Of course, for an organisation whose human component is within the threshold of several thousand, growth and expansion issues cannot be ignored if it must meet prevailing challenges and assuage interests.
The registrar understands this phenomenon accurately. To this end, in accord with the governing board, under the able leadership of Dr Abubakar Siddique, the six zonal offices of the council located in the north-east; north-west; north-central; south-east; south-south; and south-west hitherto headed by zonal coordinators have all been upgraded to directorates with a director appointed to superintend each of them.
This upgrade has given rise to an expansion in the system with each zone having four divisions headed by deputy and assistant directors.
This expansion has opened up the space for higher responsibilities and provided more hands to be part of the management process, making it more expansive and robust in scope.
The upgrade of the zonal offices to directorates has given birth to the change in the nomenclature of leadership at the state and FCT offices. Before now, addressed as state and FCT officers, the new nomenclature defines them as state and FCT coordinators. This is quite commendable.
As a comrade, Professor Wushishi understands very clearly the concept of welfare and what a robust welfare package means to the staff of any organisation. Again, in agreement with the governing board, the registrar got approval for two crucial welfare packages for the staff of the council, all within one year of his stewardship.
A retirement benefit package took effect from January 2022. In the same vein, and with effect from the same date, an insurance policy for all Staff took off. The benefits of both welfare packages are legion, considering the delays in accessing pension and gratuity upon retirement from service and the risks and hazards associated with NECO work.
Poised to make NECO a breakfast delight to most families, Professor Wushishi undertook advocacy visits to the government and people of Ebonyi, Cross River and Borno states.

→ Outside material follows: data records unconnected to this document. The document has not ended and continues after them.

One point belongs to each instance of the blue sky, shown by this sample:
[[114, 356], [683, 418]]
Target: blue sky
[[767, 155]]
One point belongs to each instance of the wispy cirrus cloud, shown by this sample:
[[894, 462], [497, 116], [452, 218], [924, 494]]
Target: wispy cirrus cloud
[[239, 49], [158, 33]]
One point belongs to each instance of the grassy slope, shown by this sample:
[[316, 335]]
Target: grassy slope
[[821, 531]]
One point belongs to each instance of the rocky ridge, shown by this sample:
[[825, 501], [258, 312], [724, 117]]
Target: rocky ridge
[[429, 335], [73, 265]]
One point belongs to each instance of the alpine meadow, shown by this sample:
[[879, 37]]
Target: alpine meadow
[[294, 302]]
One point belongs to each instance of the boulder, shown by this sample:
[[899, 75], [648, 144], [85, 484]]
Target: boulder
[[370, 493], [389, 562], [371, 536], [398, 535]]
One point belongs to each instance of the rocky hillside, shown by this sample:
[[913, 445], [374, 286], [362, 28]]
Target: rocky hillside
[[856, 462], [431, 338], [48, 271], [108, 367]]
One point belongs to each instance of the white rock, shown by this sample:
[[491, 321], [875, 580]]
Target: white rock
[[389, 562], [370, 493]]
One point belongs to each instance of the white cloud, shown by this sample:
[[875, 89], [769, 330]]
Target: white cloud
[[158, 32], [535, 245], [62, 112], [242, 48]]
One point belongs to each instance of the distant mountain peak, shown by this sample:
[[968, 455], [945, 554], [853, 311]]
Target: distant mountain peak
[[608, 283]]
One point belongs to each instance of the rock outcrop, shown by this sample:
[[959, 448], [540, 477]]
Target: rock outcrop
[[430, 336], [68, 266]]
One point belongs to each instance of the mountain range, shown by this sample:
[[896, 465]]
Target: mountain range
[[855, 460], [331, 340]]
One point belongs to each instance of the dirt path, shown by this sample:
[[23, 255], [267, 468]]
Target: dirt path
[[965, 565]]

In Ebonyi and Cross River states, the registrar sought and got approval from the Governors of the States for NECO-conducted examinations to be made compulsory in all public schools while a similar response is being awaited from Borno state. These advocacy visits which are ongoing, when completed, would no doubt reposition the council as the foremost examination body in the Country.
The erudite scholar is determined to tackle the challenges as they unfold, even as he has demonstrated sagacity and resilience not to be deterred by the enormity of the task ahead of him.
Under the able leadership of Professor Wushishi, the Council has also achieved the following; successful conduct and timely release of 2021 and 2022 SSCE Internal results and successful conduct and timely release of 2021 SSCE for External candidates.
He also successfully pursued and secured an intervention fund from the federal government to settle examiners, supervisors and other ad-hoc staff who participated in the 2021 SSCE Internal examination.
Professor Wushishi has within the last two years achieved a lot at NECO and is poised to do more with the support of the management team and members of staff.